E o mais interessante é que esta ideia está plenamente viva e pulsante no dia a dia de nossas práticas institucionais – pensemos aqui no presidente Jair Messias Bolsonaro, que já cogitou em enviar tropas para fechar o STF –, de muitos grupos socioculturais e de diferentes lideranças políticas, religiosas e culturais, com uma tranquilidade de locução pública que raia ao verdadeiro espanto filosófico grego tanto pela naturalidade quanto pela sordidez com que é dita publicamente, aos quatro ventos e a todos os ouvidos – inclusive os do judiciário, que poderia enfrentar esse fascismo à luz do dia com mais severidade, posto que o ameaça diretamente e ao Estado democrático de direito.
Aliás, há que se ressaltar que o fascismo made in Brazil começou e foi sustentado exatamente por setores do judiciário e por operadores públicos do direito que corromperam o devido processo legal em lawfare institucional e o aparato público de investigação, de fiscalização e de punição em polícia de Estado, instrumentalizando e politizando o direito por meio de sua aliança com setores político-partidários específicos e, no limite, permitindo a colonização do direito e da política pelo fundamentalismo. O resultado foi que o judiciário coparticipou na hegemonia de um governo que, hoje, tenta aniquilá-lo ou pelo menos cooptá-lo permanentemente e que não tem nenhum pudor de ameaçá-lo à luz do dia ou no silêncio do Palácio do Planalto (não fossem, nesse caso, as gravações de reuniões disponibilizadas à opinião pública!). Em vários aspectos, o judiciário brasileiro sepultou nosso Estado democrático de direito e permitiu que o próprio direito fosse instrumentalizado e politizado pelo fascismo.
De todo modo, isso somente mostra a centralidade e o protagonismo do direito de um modo geral e do judiciário em particular em termos de estabilidade e de legitimidade das instituições públicas democráticas e, a partir daqui, da própria sociedade civil como um todo.
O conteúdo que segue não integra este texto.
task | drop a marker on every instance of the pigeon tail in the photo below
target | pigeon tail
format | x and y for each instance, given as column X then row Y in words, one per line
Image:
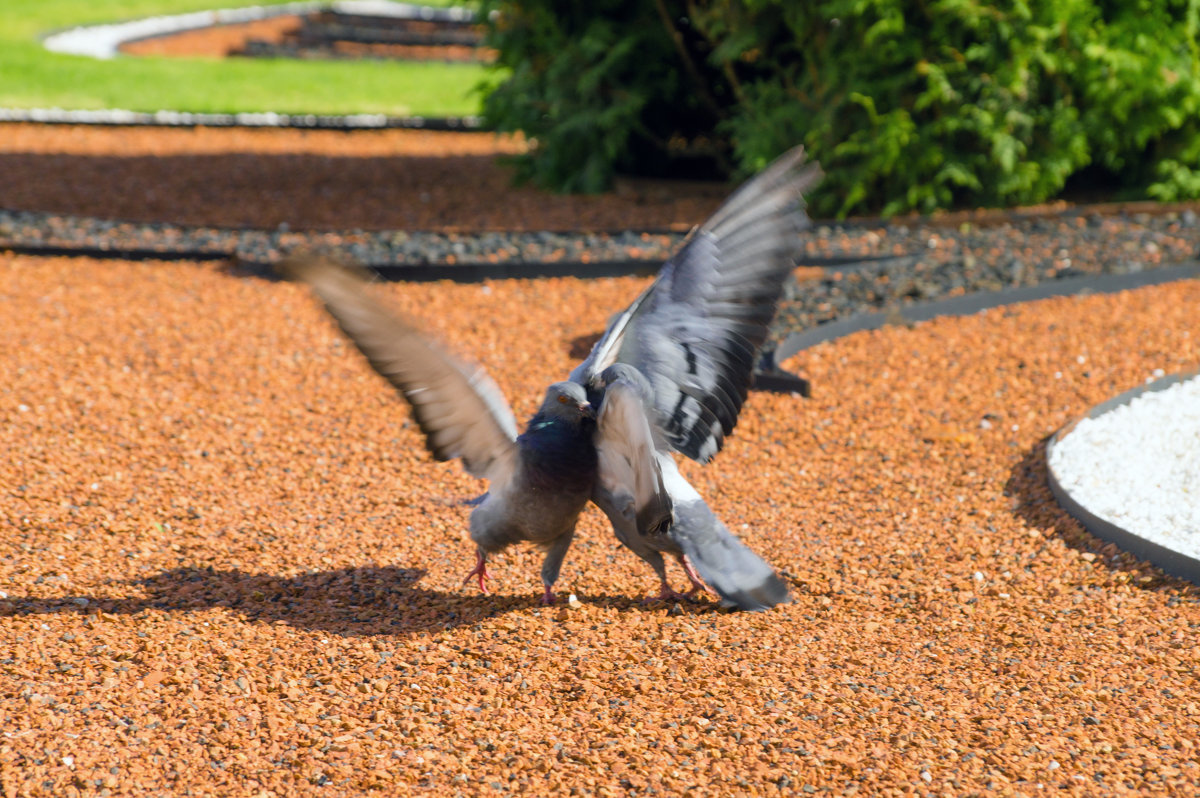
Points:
column 727, row 565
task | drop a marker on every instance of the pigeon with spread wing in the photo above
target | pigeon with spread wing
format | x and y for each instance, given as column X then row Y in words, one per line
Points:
column 685, row 349
column 540, row 480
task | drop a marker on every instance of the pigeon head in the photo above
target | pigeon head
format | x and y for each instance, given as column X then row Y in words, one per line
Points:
column 567, row 401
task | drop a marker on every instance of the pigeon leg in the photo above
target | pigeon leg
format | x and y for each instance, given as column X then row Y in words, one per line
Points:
column 696, row 585
column 479, row 571
column 665, row 592
column 553, row 563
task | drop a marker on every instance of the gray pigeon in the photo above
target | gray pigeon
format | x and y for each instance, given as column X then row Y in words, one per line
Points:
column 687, row 349
column 540, row 480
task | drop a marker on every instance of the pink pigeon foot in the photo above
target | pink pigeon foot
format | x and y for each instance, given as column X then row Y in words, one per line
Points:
column 480, row 573
column 693, row 577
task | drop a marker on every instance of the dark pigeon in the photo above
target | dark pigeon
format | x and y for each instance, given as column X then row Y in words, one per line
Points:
column 540, row 480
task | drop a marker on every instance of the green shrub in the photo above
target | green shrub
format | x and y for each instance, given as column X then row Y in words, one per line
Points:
column 909, row 106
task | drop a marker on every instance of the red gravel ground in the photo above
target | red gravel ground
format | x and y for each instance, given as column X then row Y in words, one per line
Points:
column 228, row 567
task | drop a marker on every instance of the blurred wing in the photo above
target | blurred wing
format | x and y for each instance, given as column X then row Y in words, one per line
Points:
column 696, row 331
column 629, row 467
column 459, row 408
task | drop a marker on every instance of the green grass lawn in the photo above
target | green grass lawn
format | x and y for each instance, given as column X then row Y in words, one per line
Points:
column 31, row 77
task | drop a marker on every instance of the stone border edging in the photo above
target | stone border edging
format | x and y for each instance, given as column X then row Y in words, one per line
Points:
column 1168, row 559
column 103, row 41
column 118, row 117
column 975, row 303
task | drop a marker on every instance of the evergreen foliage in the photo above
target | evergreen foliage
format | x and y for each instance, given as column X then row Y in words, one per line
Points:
column 909, row 105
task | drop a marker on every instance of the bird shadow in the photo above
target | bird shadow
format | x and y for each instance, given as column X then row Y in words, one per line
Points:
column 1029, row 485
column 349, row 601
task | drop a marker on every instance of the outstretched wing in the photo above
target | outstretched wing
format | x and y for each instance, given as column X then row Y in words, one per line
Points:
column 459, row 408
column 696, row 331
column 628, row 467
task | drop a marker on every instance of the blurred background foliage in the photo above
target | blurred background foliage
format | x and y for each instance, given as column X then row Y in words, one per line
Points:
column 910, row 106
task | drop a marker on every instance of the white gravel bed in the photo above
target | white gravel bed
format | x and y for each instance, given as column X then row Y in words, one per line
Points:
column 105, row 41
column 1138, row 466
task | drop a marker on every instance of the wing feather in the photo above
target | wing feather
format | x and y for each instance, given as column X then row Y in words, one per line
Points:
column 628, row 461
column 459, row 408
column 696, row 330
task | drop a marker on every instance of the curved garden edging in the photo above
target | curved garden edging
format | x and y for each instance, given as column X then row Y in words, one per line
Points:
column 1173, row 562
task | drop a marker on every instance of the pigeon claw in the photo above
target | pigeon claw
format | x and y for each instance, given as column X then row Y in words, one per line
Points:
column 666, row 593
column 693, row 577
column 479, row 573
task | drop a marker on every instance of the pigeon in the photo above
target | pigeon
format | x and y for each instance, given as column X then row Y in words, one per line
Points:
column 539, row 480
column 685, row 348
É na arena, desde os valores e através dos instrumentos por ele estabelecidos que a legitimidade e a estabilidade democrática são construídas e implementadas. É no, como e pelo direito que se dá uma autoconstrução reflexiva, controlada e corretiva da democracia por si mesma e desde si mesma. E, o que é melhor, sem necessidade de posturas personalistas, de soluções autoritárias, de valores pré-modernos e de uma massa-milícia digital-social de aclamação, mas apenas (a) pela condição de institucionalidade, legalidade, tecnicalidade, formalismo e despersonalização sistêmicos, (b) pelo devido processo legal com caráter público e publicizado, (c) pela fundação do direito e da política (e da cultura democrática) de modo exclusivo, suficiente e necessário na universalidade dos direitos humanos, da constituição política e do direito positivo, bem como (d) pela sobreposição do judiciário em relação ao sistema político e à sociedade civil em termos de controle de constitucionalidade e responsabilização jurídico-social desde uma atuação contramajoritária, a qual deve ser exigida inclusive para o sistema político.